Born without right hand, Roest vies for USTA title

KAPALUA – Qualifying for the USTA’s Mixed 40 & Over National Invitational would be a special achievement for most.

For Marc Roest, making the tournament is even more impressive – he did it with just one hand.

Roest, born without his right hand, is part of the 9.0 Southern California team that is among the squads competing in the three-day event, which began Friday and is taking place at the Sheraton Maui Tennis Club in Lahaina, the Royal Lahaina Tennis Ranch and the Kapalua Tennis Garden.

“It’s a pretty cool, unique opportunity that doesn’t happen very often so from that aspect it’s a very unique experience,” said Roest, 49, who teamed with Samantha Mills for a 6-1 6-1 win over Lloyd Pearson and Jennifer Joy Teti of the Middle States team in a mixed doubles match Friday. “It’s awesome to be here.
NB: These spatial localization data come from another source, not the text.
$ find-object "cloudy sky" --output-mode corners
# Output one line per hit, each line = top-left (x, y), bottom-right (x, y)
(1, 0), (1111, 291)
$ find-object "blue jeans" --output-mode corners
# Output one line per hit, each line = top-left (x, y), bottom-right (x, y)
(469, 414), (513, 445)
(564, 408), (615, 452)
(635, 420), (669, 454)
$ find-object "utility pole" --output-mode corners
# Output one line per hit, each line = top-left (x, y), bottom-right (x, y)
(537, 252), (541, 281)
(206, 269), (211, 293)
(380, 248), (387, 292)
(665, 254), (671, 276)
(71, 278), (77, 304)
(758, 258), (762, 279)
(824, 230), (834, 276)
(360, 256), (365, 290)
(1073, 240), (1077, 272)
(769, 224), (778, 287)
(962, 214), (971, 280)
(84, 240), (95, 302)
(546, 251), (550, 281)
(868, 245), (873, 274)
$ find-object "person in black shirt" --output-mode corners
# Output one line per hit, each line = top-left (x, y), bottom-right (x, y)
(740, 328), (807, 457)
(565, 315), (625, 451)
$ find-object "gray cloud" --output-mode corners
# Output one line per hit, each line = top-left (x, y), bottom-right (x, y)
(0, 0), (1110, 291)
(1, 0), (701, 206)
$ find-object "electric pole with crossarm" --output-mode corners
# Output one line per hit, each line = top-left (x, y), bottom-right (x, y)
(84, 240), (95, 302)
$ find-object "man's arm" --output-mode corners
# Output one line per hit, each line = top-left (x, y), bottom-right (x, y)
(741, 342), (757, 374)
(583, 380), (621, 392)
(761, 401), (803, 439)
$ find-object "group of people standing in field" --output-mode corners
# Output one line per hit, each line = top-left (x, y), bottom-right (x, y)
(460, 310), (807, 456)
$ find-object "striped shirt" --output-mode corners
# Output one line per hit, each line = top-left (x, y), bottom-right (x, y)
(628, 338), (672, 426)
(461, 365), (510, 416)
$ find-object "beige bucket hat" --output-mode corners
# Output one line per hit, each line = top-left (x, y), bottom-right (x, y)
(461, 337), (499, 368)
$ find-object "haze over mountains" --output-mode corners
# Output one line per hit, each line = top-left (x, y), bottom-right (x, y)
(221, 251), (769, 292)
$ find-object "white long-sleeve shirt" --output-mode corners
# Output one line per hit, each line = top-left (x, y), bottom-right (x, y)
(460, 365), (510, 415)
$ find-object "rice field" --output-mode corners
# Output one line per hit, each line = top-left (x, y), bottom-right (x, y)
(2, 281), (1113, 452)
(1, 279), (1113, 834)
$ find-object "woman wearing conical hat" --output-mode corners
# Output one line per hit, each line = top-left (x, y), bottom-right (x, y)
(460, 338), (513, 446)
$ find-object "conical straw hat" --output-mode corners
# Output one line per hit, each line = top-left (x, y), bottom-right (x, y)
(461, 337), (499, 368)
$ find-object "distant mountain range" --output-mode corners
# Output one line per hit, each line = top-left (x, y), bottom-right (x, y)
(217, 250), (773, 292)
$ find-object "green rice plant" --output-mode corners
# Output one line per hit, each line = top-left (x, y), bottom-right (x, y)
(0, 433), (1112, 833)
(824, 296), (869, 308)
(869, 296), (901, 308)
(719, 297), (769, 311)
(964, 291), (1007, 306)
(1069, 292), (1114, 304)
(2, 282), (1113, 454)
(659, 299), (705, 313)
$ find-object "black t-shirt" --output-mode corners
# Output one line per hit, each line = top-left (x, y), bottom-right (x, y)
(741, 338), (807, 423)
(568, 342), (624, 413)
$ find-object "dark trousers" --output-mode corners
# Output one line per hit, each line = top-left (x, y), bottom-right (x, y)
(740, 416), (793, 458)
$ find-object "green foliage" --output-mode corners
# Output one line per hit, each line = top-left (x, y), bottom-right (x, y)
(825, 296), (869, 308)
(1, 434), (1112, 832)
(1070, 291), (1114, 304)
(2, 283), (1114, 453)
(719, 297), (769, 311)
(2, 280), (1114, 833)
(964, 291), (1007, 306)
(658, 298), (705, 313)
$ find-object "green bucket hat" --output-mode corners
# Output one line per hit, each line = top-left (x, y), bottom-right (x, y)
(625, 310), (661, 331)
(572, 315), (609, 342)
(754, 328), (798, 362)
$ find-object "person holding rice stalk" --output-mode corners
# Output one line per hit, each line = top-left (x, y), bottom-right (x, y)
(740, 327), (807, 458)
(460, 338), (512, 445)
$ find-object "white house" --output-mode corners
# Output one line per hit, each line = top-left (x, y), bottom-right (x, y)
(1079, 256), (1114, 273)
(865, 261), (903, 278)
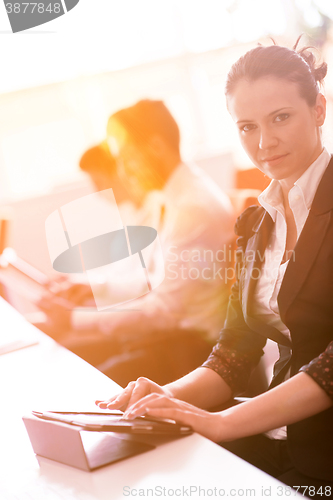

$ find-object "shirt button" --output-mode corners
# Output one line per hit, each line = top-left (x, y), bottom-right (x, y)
(294, 195), (300, 201)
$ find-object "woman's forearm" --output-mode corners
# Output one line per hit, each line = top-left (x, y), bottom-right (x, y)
(96, 366), (232, 414)
(121, 372), (333, 444)
(218, 372), (333, 442)
(165, 366), (233, 409)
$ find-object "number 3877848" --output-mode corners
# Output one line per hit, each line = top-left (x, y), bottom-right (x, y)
(5, 3), (61, 14)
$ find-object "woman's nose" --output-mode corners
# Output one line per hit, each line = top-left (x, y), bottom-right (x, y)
(259, 127), (278, 150)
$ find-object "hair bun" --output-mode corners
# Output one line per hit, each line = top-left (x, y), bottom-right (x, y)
(226, 37), (327, 106)
(313, 62), (328, 82)
(298, 47), (327, 83)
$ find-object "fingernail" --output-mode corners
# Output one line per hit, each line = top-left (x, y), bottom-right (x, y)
(125, 408), (147, 419)
(123, 412), (134, 420)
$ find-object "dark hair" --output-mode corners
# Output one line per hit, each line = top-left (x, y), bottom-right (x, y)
(225, 38), (327, 106)
(79, 142), (116, 175)
(111, 99), (180, 156)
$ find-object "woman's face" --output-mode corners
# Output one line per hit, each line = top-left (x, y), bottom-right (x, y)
(227, 77), (326, 188)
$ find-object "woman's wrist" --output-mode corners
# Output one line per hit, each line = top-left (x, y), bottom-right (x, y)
(211, 410), (239, 443)
(162, 381), (181, 400)
(213, 401), (263, 443)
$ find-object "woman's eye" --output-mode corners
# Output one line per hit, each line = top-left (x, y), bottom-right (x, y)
(274, 113), (289, 122)
(240, 123), (256, 132)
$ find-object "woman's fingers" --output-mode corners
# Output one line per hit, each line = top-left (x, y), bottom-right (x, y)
(95, 395), (122, 409)
(95, 379), (162, 412)
(122, 394), (222, 441)
(124, 393), (177, 418)
(96, 388), (224, 443)
(146, 407), (193, 425)
(126, 378), (162, 409)
(95, 378), (166, 412)
(95, 380), (137, 411)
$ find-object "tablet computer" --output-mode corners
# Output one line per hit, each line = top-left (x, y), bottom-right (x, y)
(31, 410), (193, 435)
(23, 413), (156, 471)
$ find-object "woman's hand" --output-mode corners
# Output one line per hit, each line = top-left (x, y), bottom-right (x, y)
(122, 393), (224, 442)
(95, 377), (173, 412)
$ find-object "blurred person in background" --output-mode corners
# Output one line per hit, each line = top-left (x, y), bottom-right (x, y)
(41, 100), (235, 385)
(79, 140), (137, 223)
(79, 140), (130, 205)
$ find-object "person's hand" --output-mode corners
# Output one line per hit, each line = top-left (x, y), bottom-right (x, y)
(121, 393), (224, 442)
(46, 280), (93, 306)
(95, 377), (173, 412)
(37, 280), (93, 331)
(37, 291), (72, 331)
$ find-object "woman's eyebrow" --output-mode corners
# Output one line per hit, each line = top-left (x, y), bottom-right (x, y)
(236, 107), (294, 124)
(268, 106), (294, 116)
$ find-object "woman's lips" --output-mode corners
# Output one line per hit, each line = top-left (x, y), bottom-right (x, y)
(262, 154), (289, 167)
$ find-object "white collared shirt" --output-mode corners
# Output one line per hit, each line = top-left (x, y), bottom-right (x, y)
(254, 147), (331, 439)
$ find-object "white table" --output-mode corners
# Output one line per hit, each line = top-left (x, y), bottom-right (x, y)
(0, 298), (300, 499)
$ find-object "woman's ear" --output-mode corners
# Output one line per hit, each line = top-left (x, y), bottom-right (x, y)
(314, 93), (326, 127)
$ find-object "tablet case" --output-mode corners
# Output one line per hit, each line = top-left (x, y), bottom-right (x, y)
(31, 410), (192, 434)
(23, 414), (155, 471)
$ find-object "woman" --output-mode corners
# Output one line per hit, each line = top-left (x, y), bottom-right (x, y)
(96, 40), (333, 492)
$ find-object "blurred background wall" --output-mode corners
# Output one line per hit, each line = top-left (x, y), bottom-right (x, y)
(1, 0), (333, 274)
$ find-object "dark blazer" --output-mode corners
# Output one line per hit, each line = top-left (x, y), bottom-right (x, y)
(204, 156), (333, 481)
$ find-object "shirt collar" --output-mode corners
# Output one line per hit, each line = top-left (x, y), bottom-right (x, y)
(258, 147), (331, 221)
(294, 147), (331, 210)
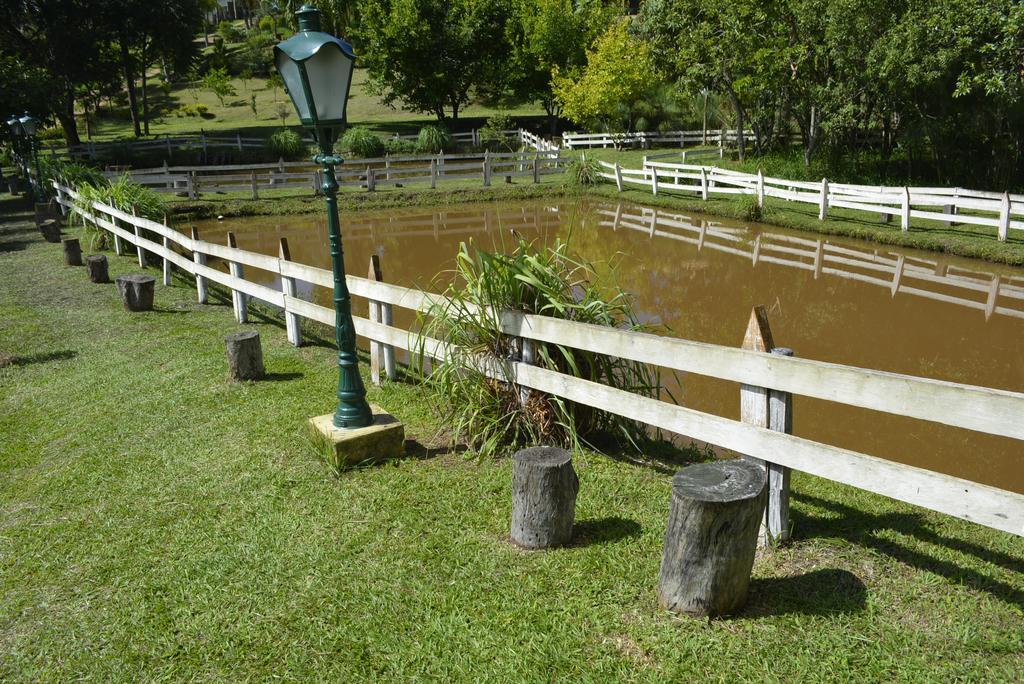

I’ve been to Hawaii before but it feels awesome for this specific tennis reason.”

Roest didn’t start playing tennis until he was 28.

“I like a challenge and it was a new challenge for me,” he said.

“I was born without a hand so I just play and do it. You figure out how to get it done, and I just figured it out The challenges are in your head so if you work on your head, then you’ll succeed.”

Shaun Bernadou, the captain of Roest’s team, sees him as an inspiration to the squad.

“We’ve been around him for so long now so we forget that he’s handicapped,” she said. “He is such a great lefty player, that’s his weapon. So we all kind of forget how amazing of an achievement it is for him to play at this level and be as successful as he is. So absolutely he’s inspiring all of us.”

For Roest, it’s all about the team this weekend.

“Tennis is always about you and what you do but in this aspect you have to encourage six or eight other people to do well so everyone succeeds,” he said.

“I like this better than the individual aspect of tennis.”

Roest’s focus on team chemistry extends beyond the matches themselves.

“He’s a really, really good player, a tough player. Absolutely a team player,” Bernadou said. “But off the court, he’s just a very generous person. He’s very inclusive and a very welcoming person. He wants everybody to have a good time and be part of the group, which is a unique quality.”

The tournament has 52 teams and more than 600 players in four divisions.

“For me it would be a great accomplishment both team and individually to succeed together. That would be a very good accomplishment,” Roest said. “It would be nice to do it with all these people I know.”

Roest, who said he was a fan of John McEnroe growing up, had a simple response when asked if he hopes to motivate others.

“Absolutely,” he said. “I do this because I enjoy tennis and because I like to inspire.”

“It’s about never giving up,” he said. “About always trying no matter what, and you will always find a way.”